Updated 15 January 2026
  • LLM-guided proof search is the integration of language models with symbolic validators to generate, check, and refine proofs in mathematics and program verification.
  • It employs prompt engineering, hierarchical decomposition, and iterative error correction to mitigate syntactic errors and optimize proof generation.
  • Advanced mechanisms like heuristic ranking, resource filtering, and search orchestration are used to overcome challenges such as hallucination and combinatorial explosion.

LLM-guided proof search denotes the systematic integration of LLMs with formal reasoning engines to automate, accelerate, and improve the process of constructing, checking, and refining mathematical or program verification proofs. LLMs are exploited for their pattern completion, abstraction synthesis, and linguistic capabilities to generate proof steps, suggest decompositions, or select strategies, while external symbolic systems ensure logical soundness and resource compliance through robust validation mechanisms.

1. High-level Methodology and Architectures

LLM-guided proof search spans a broad design space, but all major frameworks interleave LLM-driven generation with deterministic symbolic verification or search. In typical workflows, the LLM is not entrusted with absolute proof completion—rather, it generates candidate proof structures, tactics, decompositions, or stepwise hints that are validated, refined, or rejected by a formal core. Architectures vary depending on the target formalism, but share the following fundamental elements:

Major system exemplars include tightly coupled iterative loops for stepwise BDD proof generation (Drechsler, 29 May 2025), hybrid lemma-guided decompositions for Lean (Wischermann et al., 18 Jul 2025), hierarchical claim decomposition in TLA+ (Zhou et al., 10 Dec 2025), and beam-search-based synthesis with verification in Isabelle/HOL (Hou, 8 Jan 2026).

2. Prompt Engineering, Guidance, and Decomposition

A distinctive aspect of LLM-guided proof search is the use of engineered prompts and context summarization to steer generation. This involves:

  • Template-driven prompting: Each step is guided by a predefined template with the current subgoal, accepted proof fragments, and explicit instructions for output format and expected constructs (e.g., LaTeX in PFV, normalized JSON for TLA+) (Drechsler, 29 May 2025, Zhou et al., 10 Dec 2025).
  • Contextualization: Prompts may include natural language explanations, prior lemmas, summaries of the current proof context, or error feedback from failed verification attempts (Wischermann et al., 18 Jul 2025, Baksys et al., 11 Dec 2025).
  • Hierarchical or modular decomposition: LLMs are instructed to decompose complex goals into structured sub-claims, often in normalized or restricted syntactic forms to minimize parse and verification failures. For example, in TLA+, LLM output is restricted to normalized claim blocks, which drastically increases syntactic validity compared to free-form proof generation (over 65% vs. less than 20%) (Zhou et al., 10 Dec 2025).

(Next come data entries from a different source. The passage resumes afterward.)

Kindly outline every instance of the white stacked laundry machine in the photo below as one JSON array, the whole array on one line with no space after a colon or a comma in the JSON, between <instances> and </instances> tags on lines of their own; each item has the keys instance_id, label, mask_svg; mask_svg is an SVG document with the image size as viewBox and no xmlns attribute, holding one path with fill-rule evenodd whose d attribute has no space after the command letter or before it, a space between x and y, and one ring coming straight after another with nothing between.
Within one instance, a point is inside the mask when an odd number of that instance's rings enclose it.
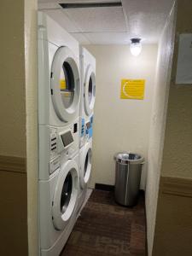
<instances>
[{"instance_id":1,"label":"white stacked laundry machine","mask_svg":"<svg viewBox=\"0 0 192 256\"><path fill-rule=\"evenodd\" d=\"M90 177L92 160L93 114L96 100L96 59L84 48L80 47L80 72L82 81L80 102L80 143L79 143L79 175L81 205L87 192Z\"/></svg>"},{"instance_id":2,"label":"white stacked laundry machine","mask_svg":"<svg viewBox=\"0 0 192 256\"><path fill-rule=\"evenodd\" d=\"M90 176L96 61L38 13L39 255L58 256Z\"/></svg>"},{"instance_id":3,"label":"white stacked laundry machine","mask_svg":"<svg viewBox=\"0 0 192 256\"><path fill-rule=\"evenodd\" d=\"M78 217L78 42L38 13L39 254L58 256Z\"/></svg>"}]
</instances>

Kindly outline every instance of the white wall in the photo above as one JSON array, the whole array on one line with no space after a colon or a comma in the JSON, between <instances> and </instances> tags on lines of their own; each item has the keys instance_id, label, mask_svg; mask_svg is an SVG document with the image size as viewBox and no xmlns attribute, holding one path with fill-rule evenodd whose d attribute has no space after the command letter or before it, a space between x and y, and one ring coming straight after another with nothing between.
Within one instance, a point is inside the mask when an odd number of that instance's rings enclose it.
<instances>
[{"instance_id":1,"label":"white wall","mask_svg":"<svg viewBox=\"0 0 192 256\"><path fill-rule=\"evenodd\" d=\"M172 15L167 20L159 44L156 81L151 116L145 199L149 256L152 253L154 233L159 182L162 162L166 109L173 54L173 43L174 9L172 9Z\"/></svg>"},{"instance_id":2,"label":"white wall","mask_svg":"<svg viewBox=\"0 0 192 256\"><path fill-rule=\"evenodd\" d=\"M96 59L96 100L93 135L93 168L90 186L95 183L114 184L113 154L132 151L148 159L157 45L143 45L138 57L129 46L86 45ZM143 101L121 100L122 79L144 79ZM146 169L147 164L143 169ZM143 170L142 188L145 185Z\"/></svg>"},{"instance_id":3,"label":"white wall","mask_svg":"<svg viewBox=\"0 0 192 256\"><path fill-rule=\"evenodd\" d=\"M38 0L25 0L26 134L28 255L38 255Z\"/></svg>"}]
</instances>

This paradigm achieves error containment and facilitates incremental checking, preventing error propagation that would occur with monolithic end-to-end proof generation.

3. Search, Heuristics, and Pruning Mechanisms

LLM-guided frameworks universally employ external search and pruning mechanisms to counteract LLM hallucinations, prevent tangents, and optimize search effort:

  • Induction depth bounding and pattern matching: In resource-bounded PFV, the induction depth in LLM proofs is capped, common term-pattern libraries are used to restrict admissible constructions, and every suggested step is checked for compliance with an explicit resource polynomial (Drechsler, 29 May 2025).
  • Linearization and modularization: Architectures like LogicTree decompose premise selection into strictly linear processes (forward and backward selection) and rigorously cache all derived facts for cross-branch reuse, which is essential for proof search scalability. This linear decomposition reduces combinatorial branch explosion and enables the system to proceed with one derivation per step (He et al., 18 Apr 2025).
  • Heuristic ranking and retrieval: Fact and rule prioritization via semantic similarity or dependency parses, as well as premise retrieval using TF–IDF, bi-encoder/cross-encoder approaches or dense retrieval, are employed to select which branches of the proof tree to extend next (He et al., 18 Apr 2025, Hou, 8 Jan 2026).
  • Cost-based and resource filtering: Steps proposed by the LLM that breach explicit theorem resource bounds (e.g., BDD size in PFV) are pruned before entering the symbolic checker (Drechsler, 29 May 2025).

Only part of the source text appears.